The plaintiffs’ lawyers suggested that they could gin up a “regression analysis” to “determine the volume of off-label prescriptions that would have occurred in the absence” of the promotional activity. We have seen this sort of thing before. Maybe you have, too. Yes, there are travelling econometricians who can regress their way to any conclusion you might want. Luckily, the Seventh Circuit did not accept this suggestion, because the data such an analysis would require simply did not exist. The wished-for regression analysis also “would not address the question whether patients suffered medical losses or out-of-pocket costs via co-pays, or whether physicians lost business by prescribing an ineffective or harmful drug, or what to do about patients whose off-label use of Depakote made them healthier.” Id. at *3. Moreover, it would not be proper to assume that TPPs would not have paid for anything, as they likely would have paid for some drug other than Depakote, which might have been more costly. Importantly, the “absence of data leaves a serious problem in showing plausible causation, which is required even at the complaint stage.” Id. Thank you, TwIqbal.

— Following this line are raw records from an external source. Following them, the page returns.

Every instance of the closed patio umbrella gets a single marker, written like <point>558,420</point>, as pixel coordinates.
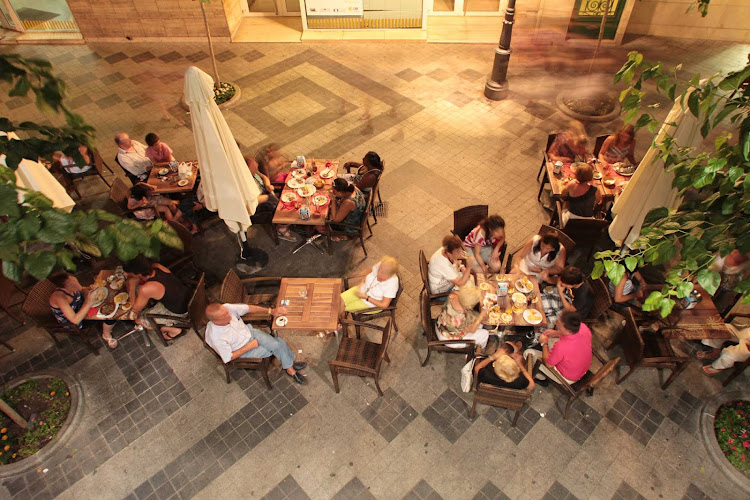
<point>651,186</point>
<point>228,186</point>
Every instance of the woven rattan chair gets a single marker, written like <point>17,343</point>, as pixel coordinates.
<point>389,311</point>
<point>361,357</point>
<point>261,291</point>
<point>198,319</point>
<point>649,351</point>
<point>37,306</point>
<point>586,384</point>
<point>512,399</point>
<point>465,347</point>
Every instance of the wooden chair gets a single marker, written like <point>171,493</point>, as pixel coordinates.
<point>502,397</point>
<point>467,347</point>
<point>424,273</point>
<point>198,319</point>
<point>565,241</point>
<point>467,218</point>
<point>586,384</point>
<point>261,291</point>
<point>359,230</point>
<point>651,351</point>
<point>390,311</point>
<point>361,357</point>
<point>37,306</point>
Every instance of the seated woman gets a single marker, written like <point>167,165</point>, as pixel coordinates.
<point>69,305</point>
<point>485,242</point>
<point>504,368</point>
<point>347,208</point>
<point>267,200</point>
<point>542,257</point>
<point>619,147</point>
<point>459,321</point>
<point>368,173</point>
<point>373,293</point>
<point>570,145</point>
<point>579,197</point>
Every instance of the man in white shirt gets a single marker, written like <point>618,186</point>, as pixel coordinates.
<point>231,338</point>
<point>444,271</point>
<point>132,156</point>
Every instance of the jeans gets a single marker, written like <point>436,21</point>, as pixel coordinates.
<point>270,346</point>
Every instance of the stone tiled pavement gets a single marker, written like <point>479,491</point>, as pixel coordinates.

The Seventh Circuit acknowledged that five other courts of appeals have considered the extent to which TPPs can recover under RICO for wrongs committed while marketing pharmaceuticals. The Second Circuit, in Sergeants Benevolent Ass’n Health & Welfare Fund v. Sanofi-Aventis, 806 F.3d 71 (2d Cir. 2015), held that the causal chain in TPP cases was too long to satisfy SCOTUS requirements. (Sergeants Benevolent Ass’n made our 2015 Top Ten list.) The Ninth and Eleventh Circuits agreed with the Second, “and deem this so straightforward that they have issued nonprecedential decisions.” Sidney Hillman, 2017 WL 4544834 at *3. Those are the good decisions. Spoiler alert: the Seventh Circuit agrees with them. On the not-so-good-side of the ledger, the Seventh Circuit observed that In re Avandia Marketing, Sales Practices & Product Liability Litigation, 804 F.3d 633 (3d Cir. 2015), the Third Circuit “held that recovery under RICO is possible when misrepresentations are made directly to Payors, leading them to add certain drugs to their formularies, which means that they pay more per prescription than they would otherwise.” (Honestly, despite this terrible result in Avandia, and despite the Fosamax legal-butchery that we’ve analyzed to a fare-thee-well, our hometown Circuit is usually wise and wonderful.) Finally, in the Neurontin litigation the First Circuit kind-of-sort-of had been in the same place as the Third Circuit, while implying disagreement “with the other four circuits about the possibility of Payors’ recovery for misrepresentations made to physicians.” Id. at *4. It’s not clear exactly what the First Circuit held in Neurontin, but don’t fret about it too much, because “to the extent there is a conflict the Second Circuit has this right.” Id.

And, almost needless to say, we think the Seventh Circuit has this right.

And, with a Circuit split teed up for SCOTUS, we’re willing to bet that the efforts by Second, Ninth, Eleventh, and now Seventh Circuits to cabin RICO somewhat will prevail.